There are a few factors that come to mind when you have this imbalance:
1. The bank have been very lenient with loans – little or no down payment and very low interest rates to tempt buyers.
2. There is a housing bubble as price-to-income ratios are not in sync.
3. Vancover has found itself as a part of the global market in real estate.
It is this third point which has been by far the dominating factor with a flood of cash coming in from the emerging markets of China, Latin America, Russia, and the Middle East. This has led to a massive increase in demand for housing which in turn has been the catalyst to a luxury-construction boom. Foreign buyers account for over half the sales in the Vancouver real estate market in the first six months in 2013. However Australia has also been inundated with Chinese investors – it is estimated that US$44bn will be invested in real estate over the next seven years.

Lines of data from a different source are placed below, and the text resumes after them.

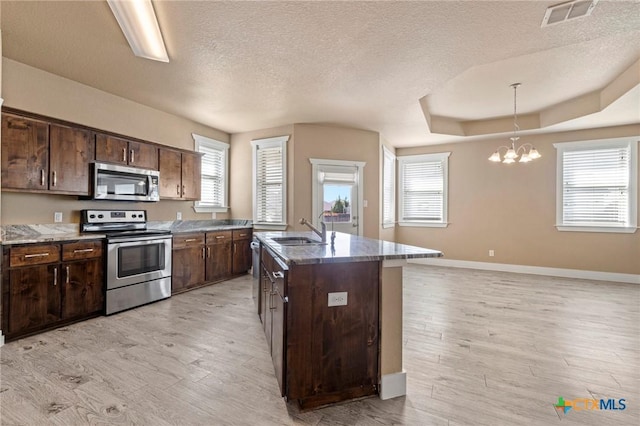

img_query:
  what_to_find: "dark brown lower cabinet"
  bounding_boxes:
[261,245,380,408]
[171,232,206,293]
[61,259,104,319]
[2,240,104,340]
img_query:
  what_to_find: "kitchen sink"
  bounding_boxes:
[272,237,326,246]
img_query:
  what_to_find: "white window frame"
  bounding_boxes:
[381,146,396,228]
[251,135,289,231]
[397,152,451,228]
[191,133,229,213]
[553,138,638,233]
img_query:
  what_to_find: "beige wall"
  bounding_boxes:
[289,124,381,238]
[1,58,229,225]
[229,124,381,238]
[378,137,397,241]
[396,125,640,274]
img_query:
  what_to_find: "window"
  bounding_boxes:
[554,139,638,232]
[398,152,451,227]
[382,146,396,228]
[193,134,229,213]
[251,136,289,230]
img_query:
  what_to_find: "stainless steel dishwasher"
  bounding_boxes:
[251,237,260,316]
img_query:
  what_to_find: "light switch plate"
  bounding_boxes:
[328,291,347,306]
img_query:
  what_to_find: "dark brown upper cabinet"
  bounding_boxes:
[1,114,94,195]
[96,133,158,170]
[159,148,202,201]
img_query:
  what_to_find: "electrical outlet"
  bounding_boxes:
[329,291,347,306]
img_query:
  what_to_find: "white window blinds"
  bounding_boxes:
[252,137,288,225]
[556,142,636,228]
[382,147,396,226]
[398,153,450,224]
[193,134,229,211]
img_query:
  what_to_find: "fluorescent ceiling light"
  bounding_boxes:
[107,0,169,62]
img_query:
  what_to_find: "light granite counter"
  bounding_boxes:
[147,219,253,234]
[1,223,106,245]
[254,231,443,265]
[0,219,253,245]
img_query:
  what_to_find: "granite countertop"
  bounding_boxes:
[0,219,253,245]
[254,232,443,265]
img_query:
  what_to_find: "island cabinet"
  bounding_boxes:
[158,148,202,201]
[1,113,95,195]
[96,133,158,170]
[260,244,381,408]
[2,240,104,340]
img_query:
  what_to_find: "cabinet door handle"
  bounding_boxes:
[73,249,93,253]
[24,253,49,259]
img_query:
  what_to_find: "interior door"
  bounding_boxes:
[313,164,361,235]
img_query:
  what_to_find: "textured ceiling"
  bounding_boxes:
[1,0,640,146]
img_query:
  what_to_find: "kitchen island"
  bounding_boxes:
[254,232,442,409]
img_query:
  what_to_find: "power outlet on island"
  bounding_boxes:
[329,291,347,307]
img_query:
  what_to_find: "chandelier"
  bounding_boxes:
[489,83,542,164]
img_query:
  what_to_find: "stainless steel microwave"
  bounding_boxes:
[93,163,160,201]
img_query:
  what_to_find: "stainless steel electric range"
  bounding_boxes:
[80,210,171,315]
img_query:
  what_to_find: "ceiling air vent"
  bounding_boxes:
[540,0,600,27]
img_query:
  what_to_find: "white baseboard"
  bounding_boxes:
[380,371,407,399]
[409,258,640,284]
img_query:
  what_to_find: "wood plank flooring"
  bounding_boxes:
[0,265,640,426]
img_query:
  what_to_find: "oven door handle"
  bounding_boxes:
[107,235,171,247]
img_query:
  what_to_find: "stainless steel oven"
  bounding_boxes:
[81,210,171,315]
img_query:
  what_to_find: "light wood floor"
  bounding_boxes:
[0,265,640,426]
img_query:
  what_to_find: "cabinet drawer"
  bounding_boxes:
[207,231,233,244]
[173,233,204,249]
[62,241,102,261]
[9,244,60,267]
[232,228,252,241]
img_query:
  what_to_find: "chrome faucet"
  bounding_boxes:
[300,218,327,243]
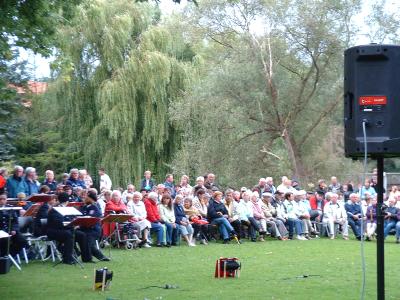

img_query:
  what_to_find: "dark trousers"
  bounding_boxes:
[10,232,29,256]
[47,229,92,262]
[241,217,260,240]
[192,223,211,240]
[86,232,105,260]
[348,217,361,238]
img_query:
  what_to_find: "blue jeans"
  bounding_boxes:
[396,221,400,239]
[211,217,234,240]
[150,223,164,244]
[287,219,303,238]
[164,223,174,244]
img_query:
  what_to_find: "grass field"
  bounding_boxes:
[0,237,400,300]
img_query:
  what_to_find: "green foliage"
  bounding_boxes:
[170,1,366,187]
[0,61,28,162]
[53,0,193,185]
[0,0,81,61]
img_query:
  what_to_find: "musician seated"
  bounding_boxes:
[47,193,92,265]
[0,194,29,256]
[33,197,57,237]
[81,191,110,261]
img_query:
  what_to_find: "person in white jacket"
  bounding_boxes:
[322,193,349,240]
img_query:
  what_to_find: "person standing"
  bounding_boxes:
[42,170,57,192]
[0,168,7,194]
[81,191,110,261]
[164,174,176,199]
[99,168,112,192]
[140,170,155,192]
[6,166,28,198]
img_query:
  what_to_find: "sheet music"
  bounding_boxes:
[54,206,82,217]
[0,206,22,210]
[0,230,10,239]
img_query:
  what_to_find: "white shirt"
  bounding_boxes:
[100,174,112,191]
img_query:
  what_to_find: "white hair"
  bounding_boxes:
[147,192,158,201]
[111,190,121,198]
[25,167,36,175]
[132,192,143,200]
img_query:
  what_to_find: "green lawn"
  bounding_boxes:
[0,237,400,300]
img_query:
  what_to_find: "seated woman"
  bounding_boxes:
[261,192,288,240]
[250,192,267,242]
[365,197,377,241]
[224,189,241,240]
[158,194,176,247]
[183,197,209,245]
[126,192,151,248]
[174,195,196,247]
[192,188,208,218]
[237,191,260,242]
[103,190,128,237]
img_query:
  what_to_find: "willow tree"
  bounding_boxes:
[53,0,193,184]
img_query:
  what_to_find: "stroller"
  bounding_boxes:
[100,213,141,250]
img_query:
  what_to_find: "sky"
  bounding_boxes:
[23,0,400,80]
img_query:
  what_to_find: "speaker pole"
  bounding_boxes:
[376,156,385,300]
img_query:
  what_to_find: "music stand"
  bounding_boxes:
[53,206,83,269]
[101,214,133,257]
[24,203,42,218]
[67,202,85,208]
[26,194,56,203]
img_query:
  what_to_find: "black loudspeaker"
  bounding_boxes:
[344,44,400,157]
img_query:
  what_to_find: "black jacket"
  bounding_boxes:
[207,199,228,222]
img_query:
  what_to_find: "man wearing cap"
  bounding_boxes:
[47,192,92,265]
[261,192,288,240]
[310,190,327,222]
[344,193,363,240]
[6,166,28,198]
[322,192,349,240]
[253,178,268,195]
[81,191,110,261]
[0,194,29,256]
[207,191,237,244]
[67,169,86,190]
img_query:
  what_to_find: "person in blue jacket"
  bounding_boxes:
[6,166,29,198]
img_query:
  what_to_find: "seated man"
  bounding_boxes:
[322,192,349,240]
[284,192,307,241]
[344,193,363,240]
[0,194,29,256]
[236,191,260,242]
[144,192,165,247]
[207,191,237,244]
[33,197,57,237]
[47,193,92,265]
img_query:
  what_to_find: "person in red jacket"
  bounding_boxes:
[144,192,166,247]
[103,190,128,237]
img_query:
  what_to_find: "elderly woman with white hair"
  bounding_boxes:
[103,190,128,236]
[126,192,151,248]
[6,166,28,198]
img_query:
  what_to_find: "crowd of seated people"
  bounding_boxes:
[0,166,400,264]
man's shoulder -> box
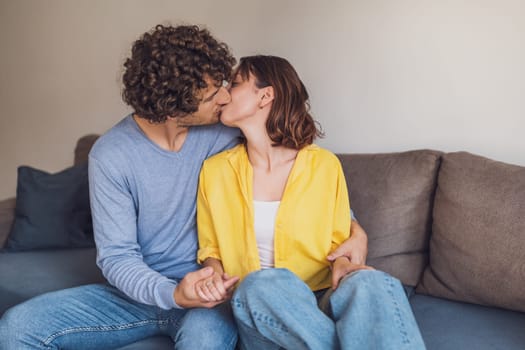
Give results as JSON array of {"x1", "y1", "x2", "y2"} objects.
[
  {"x1": 89, "y1": 116, "x2": 135, "y2": 160},
  {"x1": 204, "y1": 144, "x2": 246, "y2": 167}
]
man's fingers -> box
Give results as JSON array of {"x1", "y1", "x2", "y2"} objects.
[
  {"x1": 326, "y1": 246, "x2": 345, "y2": 262},
  {"x1": 190, "y1": 266, "x2": 213, "y2": 282},
  {"x1": 224, "y1": 276, "x2": 239, "y2": 290}
]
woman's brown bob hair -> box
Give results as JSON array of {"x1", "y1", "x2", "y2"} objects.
[{"x1": 234, "y1": 55, "x2": 323, "y2": 149}]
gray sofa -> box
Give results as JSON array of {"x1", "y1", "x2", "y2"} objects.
[{"x1": 0, "y1": 135, "x2": 525, "y2": 350}]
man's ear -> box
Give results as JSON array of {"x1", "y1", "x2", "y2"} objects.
[{"x1": 259, "y1": 86, "x2": 274, "y2": 108}]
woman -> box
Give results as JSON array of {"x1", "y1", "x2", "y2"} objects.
[{"x1": 197, "y1": 56, "x2": 424, "y2": 349}]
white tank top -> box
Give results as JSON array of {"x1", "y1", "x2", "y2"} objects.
[{"x1": 253, "y1": 200, "x2": 281, "y2": 269}]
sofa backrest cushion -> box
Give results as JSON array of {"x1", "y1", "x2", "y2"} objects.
[
  {"x1": 0, "y1": 198, "x2": 16, "y2": 249},
  {"x1": 74, "y1": 134, "x2": 99, "y2": 165},
  {"x1": 339, "y1": 150, "x2": 441, "y2": 286},
  {"x1": 416, "y1": 152, "x2": 525, "y2": 311}
]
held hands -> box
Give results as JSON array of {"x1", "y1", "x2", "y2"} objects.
[
  {"x1": 173, "y1": 267, "x2": 239, "y2": 308},
  {"x1": 327, "y1": 220, "x2": 368, "y2": 265},
  {"x1": 327, "y1": 220, "x2": 374, "y2": 289},
  {"x1": 195, "y1": 271, "x2": 239, "y2": 303},
  {"x1": 332, "y1": 256, "x2": 374, "y2": 290}
]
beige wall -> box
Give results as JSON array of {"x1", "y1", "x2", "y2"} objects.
[{"x1": 0, "y1": 0, "x2": 525, "y2": 199}]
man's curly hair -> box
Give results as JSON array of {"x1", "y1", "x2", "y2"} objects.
[{"x1": 122, "y1": 25, "x2": 235, "y2": 123}]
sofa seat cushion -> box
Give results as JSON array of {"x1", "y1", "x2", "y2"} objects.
[
  {"x1": 0, "y1": 248, "x2": 104, "y2": 316},
  {"x1": 410, "y1": 294, "x2": 525, "y2": 350},
  {"x1": 339, "y1": 150, "x2": 441, "y2": 286},
  {"x1": 417, "y1": 152, "x2": 525, "y2": 311}
]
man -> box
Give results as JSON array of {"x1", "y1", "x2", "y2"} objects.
[{"x1": 0, "y1": 26, "x2": 366, "y2": 349}]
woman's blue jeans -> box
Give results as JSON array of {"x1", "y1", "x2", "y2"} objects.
[
  {"x1": 0, "y1": 284, "x2": 237, "y2": 350},
  {"x1": 231, "y1": 269, "x2": 425, "y2": 350}
]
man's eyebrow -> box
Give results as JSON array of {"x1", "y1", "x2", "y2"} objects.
[{"x1": 202, "y1": 87, "x2": 221, "y2": 102}]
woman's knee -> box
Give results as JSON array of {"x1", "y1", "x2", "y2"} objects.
[{"x1": 234, "y1": 268, "x2": 304, "y2": 298}]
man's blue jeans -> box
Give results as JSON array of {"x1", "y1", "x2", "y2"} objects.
[
  {"x1": 231, "y1": 269, "x2": 425, "y2": 350},
  {"x1": 0, "y1": 284, "x2": 237, "y2": 350}
]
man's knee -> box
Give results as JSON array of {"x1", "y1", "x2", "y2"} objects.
[
  {"x1": 174, "y1": 303, "x2": 237, "y2": 350},
  {"x1": 0, "y1": 303, "x2": 38, "y2": 349}
]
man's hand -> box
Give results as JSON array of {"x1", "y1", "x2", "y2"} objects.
[
  {"x1": 195, "y1": 271, "x2": 239, "y2": 302},
  {"x1": 327, "y1": 220, "x2": 368, "y2": 265},
  {"x1": 173, "y1": 267, "x2": 239, "y2": 308},
  {"x1": 332, "y1": 256, "x2": 374, "y2": 290}
]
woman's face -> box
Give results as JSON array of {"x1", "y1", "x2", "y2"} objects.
[{"x1": 220, "y1": 73, "x2": 262, "y2": 127}]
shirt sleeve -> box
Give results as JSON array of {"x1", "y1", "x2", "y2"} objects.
[
  {"x1": 332, "y1": 160, "x2": 351, "y2": 251},
  {"x1": 197, "y1": 162, "x2": 221, "y2": 264},
  {"x1": 89, "y1": 156, "x2": 179, "y2": 310}
]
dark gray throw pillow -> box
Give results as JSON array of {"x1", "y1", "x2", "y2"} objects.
[{"x1": 6, "y1": 164, "x2": 94, "y2": 251}]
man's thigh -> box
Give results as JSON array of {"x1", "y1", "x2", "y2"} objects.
[{"x1": 0, "y1": 284, "x2": 185, "y2": 349}]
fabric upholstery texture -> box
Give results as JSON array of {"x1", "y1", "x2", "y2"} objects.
[
  {"x1": 339, "y1": 150, "x2": 442, "y2": 286},
  {"x1": 0, "y1": 248, "x2": 105, "y2": 317},
  {"x1": 7, "y1": 164, "x2": 94, "y2": 251},
  {"x1": 410, "y1": 294, "x2": 525, "y2": 350},
  {"x1": 417, "y1": 152, "x2": 525, "y2": 311},
  {"x1": 0, "y1": 198, "x2": 16, "y2": 249}
]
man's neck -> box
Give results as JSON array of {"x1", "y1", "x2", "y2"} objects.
[{"x1": 133, "y1": 115, "x2": 188, "y2": 152}]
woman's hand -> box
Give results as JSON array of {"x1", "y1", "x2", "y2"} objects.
[
  {"x1": 327, "y1": 220, "x2": 368, "y2": 265},
  {"x1": 195, "y1": 272, "x2": 239, "y2": 303},
  {"x1": 332, "y1": 256, "x2": 374, "y2": 290}
]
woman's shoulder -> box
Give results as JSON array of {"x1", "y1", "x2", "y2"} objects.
[{"x1": 300, "y1": 144, "x2": 340, "y2": 165}]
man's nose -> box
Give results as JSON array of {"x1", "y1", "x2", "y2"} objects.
[{"x1": 217, "y1": 86, "x2": 232, "y2": 105}]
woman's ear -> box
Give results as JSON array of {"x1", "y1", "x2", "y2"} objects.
[{"x1": 259, "y1": 86, "x2": 274, "y2": 108}]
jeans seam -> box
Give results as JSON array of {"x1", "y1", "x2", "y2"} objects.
[
  {"x1": 385, "y1": 275, "x2": 410, "y2": 344},
  {"x1": 42, "y1": 320, "x2": 161, "y2": 347}
]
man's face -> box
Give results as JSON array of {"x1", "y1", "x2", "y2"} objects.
[{"x1": 177, "y1": 78, "x2": 231, "y2": 126}]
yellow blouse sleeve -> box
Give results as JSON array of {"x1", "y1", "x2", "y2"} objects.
[
  {"x1": 332, "y1": 160, "x2": 351, "y2": 251},
  {"x1": 197, "y1": 164, "x2": 221, "y2": 264}
]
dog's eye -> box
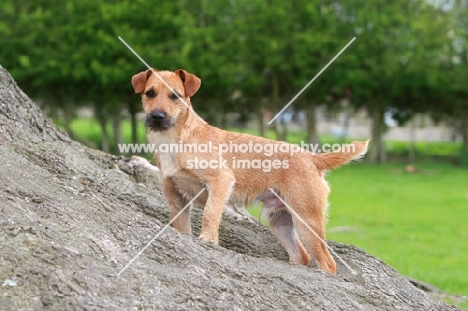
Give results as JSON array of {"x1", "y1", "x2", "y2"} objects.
[
  {"x1": 145, "y1": 91, "x2": 155, "y2": 98},
  {"x1": 169, "y1": 93, "x2": 179, "y2": 100}
]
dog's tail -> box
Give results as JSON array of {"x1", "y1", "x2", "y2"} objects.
[{"x1": 314, "y1": 141, "x2": 369, "y2": 170}]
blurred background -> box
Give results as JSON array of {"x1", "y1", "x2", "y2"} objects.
[{"x1": 0, "y1": 0, "x2": 468, "y2": 306}]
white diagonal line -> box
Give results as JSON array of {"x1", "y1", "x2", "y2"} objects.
[
  {"x1": 268, "y1": 37, "x2": 356, "y2": 124},
  {"x1": 118, "y1": 36, "x2": 206, "y2": 124},
  {"x1": 117, "y1": 188, "x2": 206, "y2": 277},
  {"x1": 268, "y1": 188, "x2": 357, "y2": 275}
]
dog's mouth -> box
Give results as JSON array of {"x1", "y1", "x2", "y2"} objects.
[{"x1": 145, "y1": 115, "x2": 175, "y2": 132}]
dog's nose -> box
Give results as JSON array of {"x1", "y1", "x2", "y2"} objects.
[{"x1": 151, "y1": 111, "x2": 166, "y2": 121}]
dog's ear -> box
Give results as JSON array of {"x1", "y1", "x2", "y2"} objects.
[
  {"x1": 132, "y1": 69, "x2": 156, "y2": 93},
  {"x1": 175, "y1": 69, "x2": 201, "y2": 97}
]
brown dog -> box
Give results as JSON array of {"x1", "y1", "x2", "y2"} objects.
[{"x1": 132, "y1": 69, "x2": 367, "y2": 274}]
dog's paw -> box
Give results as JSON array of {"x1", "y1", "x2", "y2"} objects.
[{"x1": 198, "y1": 233, "x2": 218, "y2": 245}]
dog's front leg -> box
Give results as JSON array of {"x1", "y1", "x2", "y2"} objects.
[
  {"x1": 163, "y1": 178, "x2": 192, "y2": 234},
  {"x1": 200, "y1": 174, "x2": 235, "y2": 244}
]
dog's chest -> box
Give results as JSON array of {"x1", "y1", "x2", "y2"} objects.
[{"x1": 147, "y1": 132, "x2": 180, "y2": 177}]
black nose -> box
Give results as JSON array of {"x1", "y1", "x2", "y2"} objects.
[{"x1": 151, "y1": 111, "x2": 166, "y2": 121}]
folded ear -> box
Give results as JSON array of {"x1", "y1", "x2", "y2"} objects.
[
  {"x1": 175, "y1": 69, "x2": 201, "y2": 97},
  {"x1": 132, "y1": 69, "x2": 156, "y2": 93}
]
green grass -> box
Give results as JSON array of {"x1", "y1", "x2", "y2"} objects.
[{"x1": 328, "y1": 164, "x2": 468, "y2": 295}]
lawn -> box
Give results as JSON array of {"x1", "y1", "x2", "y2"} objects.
[
  {"x1": 60, "y1": 119, "x2": 468, "y2": 308},
  {"x1": 245, "y1": 163, "x2": 468, "y2": 307}
]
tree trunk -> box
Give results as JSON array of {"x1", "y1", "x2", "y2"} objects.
[
  {"x1": 62, "y1": 99, "x2": 75, "y2": 139},
  {"x1": 408, "y1": 116, "x2": 417, "y2": 164},
  {"x1": 255, "y1": 101, "x2": 265, "y2": 137},
  {"x1": 369, "y1": 108, "x2": 385, "y2": 163},
  {"x1": 112, "y1": 113, "x2": 124, "y2": 146},
  {"x1": 96, "y1": 113, "x2": 110, "y2": 152},
  {"x1": 0, "y1": 67, "x2": 457, "y2": 311},
  {"x1": 461, "y1": 117, "x2": 468, "y2": 148},
  {"x1": 271, "y1": 73, "x2": 285, "y2": 141},
  {"x1": 305, "y1": 103, "x2": 320, "y2": 144}
]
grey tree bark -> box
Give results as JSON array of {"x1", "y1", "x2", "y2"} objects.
[{"x1": 0, "y1": 66, "x2": 457, "y2": 310}]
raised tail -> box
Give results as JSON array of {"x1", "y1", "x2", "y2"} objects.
[{"x1": 314, "y1": 141, "x2": 369, "y2": 170}]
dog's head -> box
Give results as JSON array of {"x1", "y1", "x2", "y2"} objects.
[{"x1": 132, "y1": 69, "x2": 201, "y2": 131}]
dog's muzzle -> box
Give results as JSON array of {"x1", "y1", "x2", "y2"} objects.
[{"x1": 145, "y1": 110, "x2": 174, "y2": 131}]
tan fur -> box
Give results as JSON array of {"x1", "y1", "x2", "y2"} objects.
[{"x1": 132, "y1": 70, "x2": 367, "y2": 274}]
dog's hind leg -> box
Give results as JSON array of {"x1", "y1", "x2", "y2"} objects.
[
  {"x1": 267, "y1": 209, "x2": 310, "y2": 266},
  {"x1": 163, "y1": 178, "x2": 192, "y2": 234},
  {"x1": 286, "y1": 197, "x2": 336, "y2": 274}
]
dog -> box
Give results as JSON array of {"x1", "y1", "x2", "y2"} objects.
[{"x1": 132, "y1": 69, "x2": 368, "y2": 274}]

With the aftermath of the Global Financial Crisis in 2008 investors have been looking to markets that offer long-term protection against economic instability. Real estate appears to be this market where investors can park their money and feel secure that it will maintain or increase its purchasing power. Normally house prices are driven by fundamentals – i.e. local income levels – but in the global maker this is not apparent. Investors from overseas have a dilemma in that should they lose 10-20% of the value of an overseas property or potentially losing 100% of the value of a property in their own economy – Beijing being a prime example of this. In China the vacancy rate of sold residential homes in urban areas reached 22.4% in 2013, or 49 million homes, up from 20.6% in 2011, according to the Survey and Research Centre for China Household Finance
Although existing homeowners property’s go up in value from overseas investment there is the tendency of foreign buyers not actually living there most of the time. This has led to the concept by Andy Yan (an urban planner) of Zombie Neighbourhoods.